Generic machine translation engines like Google Translate or Bing Translator are designed to translate anything with no specific domain bias or focus. The resulting translation is often out of context and lacks any specific writing style. Terminology and vocabulary choice are often inconsistent. Worse still, the terminology can often be completely wrong as it was determined by what was which data was most statistically relevant.

To demonstrate this concept, consider the simple sentence “I went to the bank.” A generic translation engine will not know if the context is “I went to the bank (of the river)” or “I went to the bank (of the turn)” or “I went to the bank (to deposit money)” or any of a number of other possible contexts. As such, the most statistically relevant choice will be taken, which in many cases will be wrong.

From the single sentence above, even a human translator cannot determine the context, so it is reasonable that a machine would also have difficulty.

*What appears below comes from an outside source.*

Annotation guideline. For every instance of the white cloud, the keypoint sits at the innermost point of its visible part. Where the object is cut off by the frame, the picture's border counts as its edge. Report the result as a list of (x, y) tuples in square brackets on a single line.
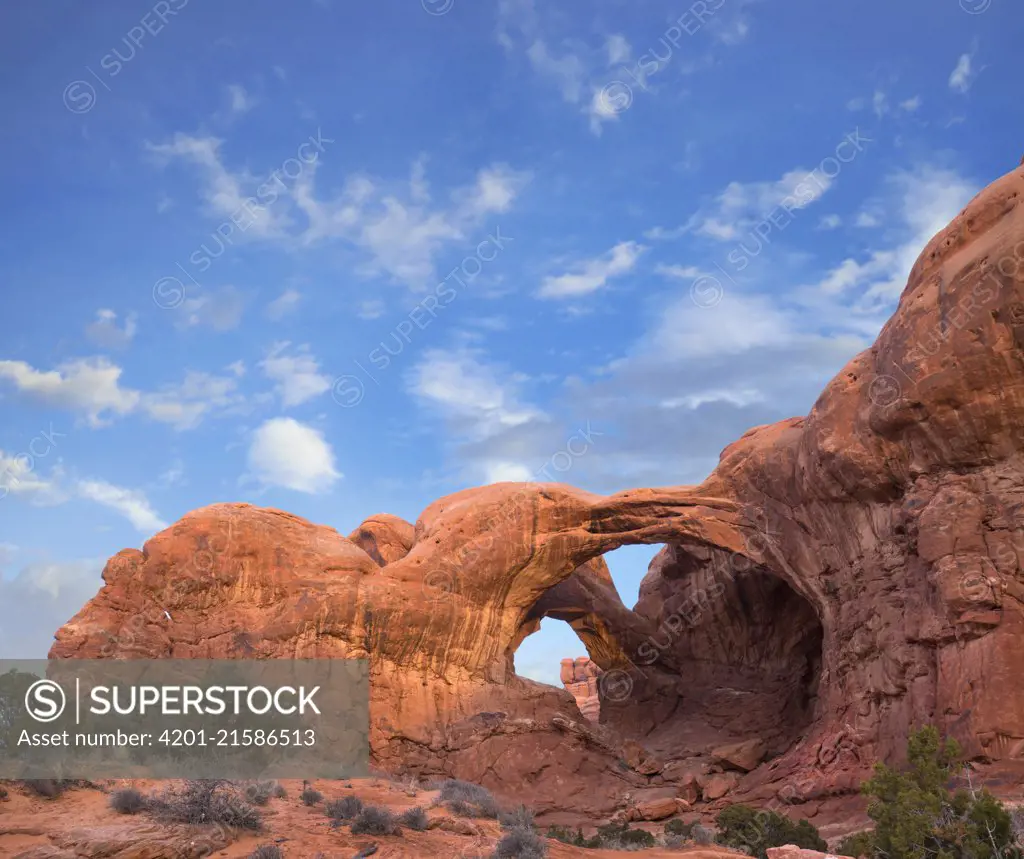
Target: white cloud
[(589, 275), (393, 225), (92, 387), (242, 101), (371, 308), (679, 272), (468, 392), (199, 394), (963, 75), (39, 600), (880, 103), (506, 472), (223, 191), (20, 475), (287, 454), (129, 503), (220, 309), (738, 398), (284, 304), (297, 377), (88, 385), (923, 202), (740, 206), (401, 239), (567, 71), (737, 324), (619, 49), (104, 331)]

However, if a human translator were given the information that they were translating in the Banking and Finance domain, then the accuracy of the translation would be increased. Customization of a machine translation engine is similar in that an engine is trained in a specific domain so has additional contextual information that improves translation accuracy.

There are different levels of customization and different approaches to customization. The full machine translation customization approach provided by Language Studio incorporates the Clean Data SMT model and is the most advanced in the industry. This approach ensures the context, preferred terminology, vocabulary choice and writing style are incorporated into the machine learning process and thus deliver optimal machine translation quality output.